Brabant Voici le projet de réhabilitation de l’hippodrome de Boitsfort.

La commune d’Uccle doit remettre un avis cette semaine. Un permis d’environnement est attendu dans de brefs délais. Le projet de réhabilitation de l’hippodrome de Boitsfort est donc en passe de franchir une étape cruciale. Dans le même temps, les oppositions au projet baptisé Droh!me Melting Park se multiplient. Mais quelle est exactement la nature de cette importante réaffectation ? Celle-ci se déploie sur les 32 hectares d’un site situé en pleine forêt de Soignes et partiellement classé en zone de protection Natura 2000. Rappelons que le site, datant de la fin XIXe, est délaissé depuis le milieu des années 90 et les dernières courses hippiques qu’il a connues.

Selon les concepteurs du projet, il faut diviser l’ensemble récréatif voulu par la Région bruxelloise (propriétaire) en cinq pôles d’activités. La première consacre la fonction d’entrée de la forêt de Soignes avec des points de départ de promenades nature. Le projet prévoit également la création d’un "belvédère" placé à la cime d’un massif de grands arbres donnant une vue imprenable sur la forêt. Mais cet aménagement devra faire l’objet d’autorisations ultérieures.

Sport et culture

La pratique du sport constitue le deuxième pilier du futur parc qui s’articule autour de l’ancien anneau de course de l’hippodrome. Le site web du projet annonce "des activités sportives pour tous les âges : patinoire écologique, engins de fitness disséminés le long de la piste et dans la zone ‘sport’, golf miniature, blocs d’escalade ou encore un Parcours des Cimes. Des équipements sportifs pourront également être loués ou empruntés sur place." Les neuf trous du golf installé sur le site depuis la fin des années 80 sont maintenus.

La grande tribune de l’hippodrome accueillera une partie des activités culturelles annoncées : expo, conférences, spectacles. "Art paysager, balades contées, théâtre de rue, nouveau cirque… une véritable culture vivante, accessible à tous et créatrice de lien social s’épanouira sous toutes ses formes dans tout le site", vante Droh!me.

Une Maison de la forêt, à construire, se chargera d’animer le volet éducation permanente du projet.
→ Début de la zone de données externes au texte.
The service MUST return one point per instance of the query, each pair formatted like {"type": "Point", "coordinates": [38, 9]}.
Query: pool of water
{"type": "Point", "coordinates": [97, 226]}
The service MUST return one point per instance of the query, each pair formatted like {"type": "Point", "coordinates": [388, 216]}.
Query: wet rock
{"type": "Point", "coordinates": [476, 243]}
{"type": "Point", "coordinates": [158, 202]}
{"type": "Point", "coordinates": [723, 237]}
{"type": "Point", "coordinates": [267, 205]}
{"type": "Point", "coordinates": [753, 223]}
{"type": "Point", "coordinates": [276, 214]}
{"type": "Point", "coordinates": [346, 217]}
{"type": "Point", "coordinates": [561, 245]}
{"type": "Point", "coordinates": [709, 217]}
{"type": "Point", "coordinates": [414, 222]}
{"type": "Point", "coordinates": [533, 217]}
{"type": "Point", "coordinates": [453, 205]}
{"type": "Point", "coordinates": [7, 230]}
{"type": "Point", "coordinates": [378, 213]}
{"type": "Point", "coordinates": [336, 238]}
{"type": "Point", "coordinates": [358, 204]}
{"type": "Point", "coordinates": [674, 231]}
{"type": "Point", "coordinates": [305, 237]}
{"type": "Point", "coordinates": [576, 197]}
Objectif : "Sensibiliser le public à la protection de l’environnement et à la découverte de la faune et de la flore, classées Natura 2000." Enfin, le pôle détente promet une brasserie "trendy", un restaurant bio, une plaine de jeu, des promenades et un espace "méditation".

Attaques citoyennes

Tout cela est magnifique sur papier mais cache, aux yeux des détracteurs du projet, une volonté des concepteurs de développer une activité événementielle (plus rentable) au détriment de l’environnement, de la mobilité du quartier (nous sommes chaussée de La Hulpe, à l’entrée sud de Bruxelles). Cette semaine, le mouvement citoyen Pas Question, qui milite contre le projet, diffusait les résultats d’une enquête dénonçant notamment des activités événementielles disproportionnées. Activités qui constituent par ailleurs le core business de VO Group, la société de communication qui obtenait en 2014 la concession de la Région (après appel à projets) pour aménager l’hippodrome. L’association dénonce également le faible imput financier de la part du secteur privé alors que les pouvoirs publics ont déjà mis plus de 11 millions d’euros, notamment pour la rénovation des bâtiments classés de l’hippodrome.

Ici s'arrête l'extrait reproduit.